- Sri Krishna Nagar Location in Telangana, India Sri Krishna Nagar Sri Krishna Nagar (Telangana) Sri Krishna Nagar Sri Krishna Nagar (India)
- Coordinates: 17°24′59″N 78°26′18″E﻿ / ﻿17.416471°N 78.438247°E
- Country: India
- State: Telangana
- District: Hyderabad

Government
- • Body: GHMC

Languages
- • Official: Telugu
- Time zone: UTC+5:30 (IST)
- PIN: 500 045
- Lok Sabha constituency: Secunderabad
- Vidhan Sabha constituency: Jubilee Hills
- Planning agency: GHMC

= Krishna Nagar, Hyderabad =

Sri Krishna Nagar is an important commercial & residential area in the west zone of Hyderabad, India. It is adjacent to Jubilee Hills Rd #2 and is well connected to all parts of the city.

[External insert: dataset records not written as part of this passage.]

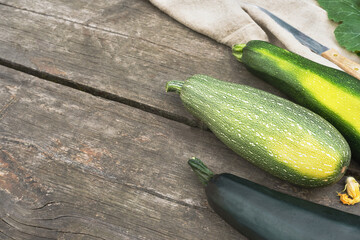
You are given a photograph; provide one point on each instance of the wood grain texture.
(98, 156)
(126, 48)
(74, 166)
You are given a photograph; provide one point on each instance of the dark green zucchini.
(331, 93)
(262, 213)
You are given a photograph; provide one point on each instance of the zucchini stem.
(201, 170)
(237, 51)
(174, 86)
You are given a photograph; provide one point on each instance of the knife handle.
(344, 63)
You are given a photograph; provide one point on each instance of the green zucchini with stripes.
(277, 135)
(331, 93)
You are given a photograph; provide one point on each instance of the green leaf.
(347, 13)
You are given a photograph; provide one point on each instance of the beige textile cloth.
(238, 21)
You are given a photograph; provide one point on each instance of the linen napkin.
(238, 21)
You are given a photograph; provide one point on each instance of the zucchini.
(262, 213)
(331, 93)
(277, 135)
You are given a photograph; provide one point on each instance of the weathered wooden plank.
(73, 166)
(126, 48)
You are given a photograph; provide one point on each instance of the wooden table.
(91, 145)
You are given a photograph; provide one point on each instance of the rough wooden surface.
(91, 147)
(115, 48)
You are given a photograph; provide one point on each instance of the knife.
(332, 55)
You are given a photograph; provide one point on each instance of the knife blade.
(332, 55)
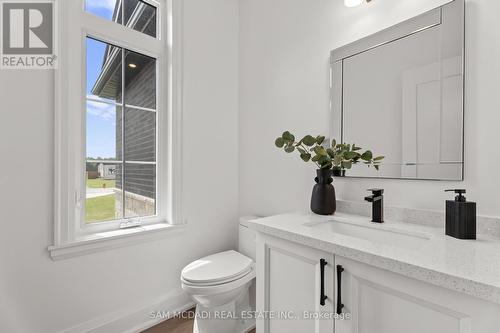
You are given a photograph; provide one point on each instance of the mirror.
(400, 93)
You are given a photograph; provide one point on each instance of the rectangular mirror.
(400, 93)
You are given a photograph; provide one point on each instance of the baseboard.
(136, 318)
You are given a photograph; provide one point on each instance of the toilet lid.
(217, 268)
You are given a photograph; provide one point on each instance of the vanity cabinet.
(289, 287)
(385, 302)
(289, 279)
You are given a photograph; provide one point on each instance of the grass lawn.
(100, 208)
(101, 183)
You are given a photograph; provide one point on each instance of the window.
(139, 15)
(121, 112)
(117, 121)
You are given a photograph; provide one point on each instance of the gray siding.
(140, 133)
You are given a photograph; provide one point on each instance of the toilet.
(223, 287)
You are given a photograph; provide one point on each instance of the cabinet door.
(289, 288)
(384, 302)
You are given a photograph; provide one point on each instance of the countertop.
(467, 266)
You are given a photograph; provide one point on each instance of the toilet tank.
(246, 237)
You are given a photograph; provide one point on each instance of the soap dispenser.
(460, 216)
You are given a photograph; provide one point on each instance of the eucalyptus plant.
(337, 156)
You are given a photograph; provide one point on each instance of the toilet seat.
(217, 269)
(197, 289)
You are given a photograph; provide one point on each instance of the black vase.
(338, 172)
(323, 198)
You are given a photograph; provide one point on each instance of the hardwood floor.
(176, 325)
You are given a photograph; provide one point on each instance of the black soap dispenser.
(460, 216)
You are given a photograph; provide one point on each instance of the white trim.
(175, 100)
(107, 240)
(70, 238)
(136, 318)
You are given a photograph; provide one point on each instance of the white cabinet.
(384, 302)
(289, 279)
(289, 285)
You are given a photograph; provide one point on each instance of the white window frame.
(72, 236)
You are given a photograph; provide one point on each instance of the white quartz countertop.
(468, 266)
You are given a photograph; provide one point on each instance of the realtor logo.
(27, 35)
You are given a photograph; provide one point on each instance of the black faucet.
(377, 200)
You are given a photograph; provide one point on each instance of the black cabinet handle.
(340, 269)
(322, 296)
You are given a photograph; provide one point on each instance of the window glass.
(102, 199)
(121, 145)
(104, 71)
(140, 190)
(140, 135)
(140, 80)
(139, 15)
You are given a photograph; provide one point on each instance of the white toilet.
(223, 287)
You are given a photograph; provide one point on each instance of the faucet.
(377, 200)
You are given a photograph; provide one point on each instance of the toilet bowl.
(223, 287)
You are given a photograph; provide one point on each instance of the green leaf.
(350, 155)
(287, 136)
(346, 164)
(289, 148)
(337, 160)
(367, 155)
(320, 151)
(308, 140)
(327, 165)
(301, 150)
(320, 139)
(355, 148)
(305, 157)
(324, 159)
(279, 142)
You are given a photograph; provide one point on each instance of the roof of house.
(141, 17)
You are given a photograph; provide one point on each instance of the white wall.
(284, 50)
(40, 295)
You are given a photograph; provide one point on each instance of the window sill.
(103, 241)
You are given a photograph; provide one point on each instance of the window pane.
(107, 9)
(140, 16)
(140, 190)
(103, 137)
(104, 71)
(101, 195)
(140, 80)
(140, 135)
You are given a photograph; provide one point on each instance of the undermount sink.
(374, 232)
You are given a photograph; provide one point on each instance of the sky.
(101, 118)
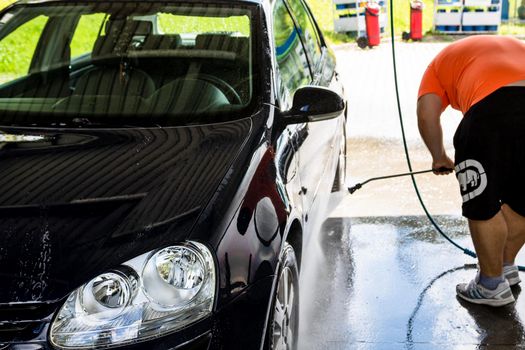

This is now a bustling suburb, especially for people working in the Telugu film industry, and also to software professionals. Many cine artists live here. Annapurna studios, a famous landmark, is located nearer to the Krishna Nagar. Also, KBR park, LV Prasad Hospital are just a stone's throw away from Sri Krishna Nagar.

==Commercial area==
There are many supermarkets and multispeciality hospitals located in this suburb.

==Transport==
The buses run by TSRTC connect Krishna nagar to all parts of the city. Bus numbers 9c,9y etc. run through this neighbourhood. There is also a mini-bus service called as Setwin service.

The closest MMTS Train station is at Begumpet.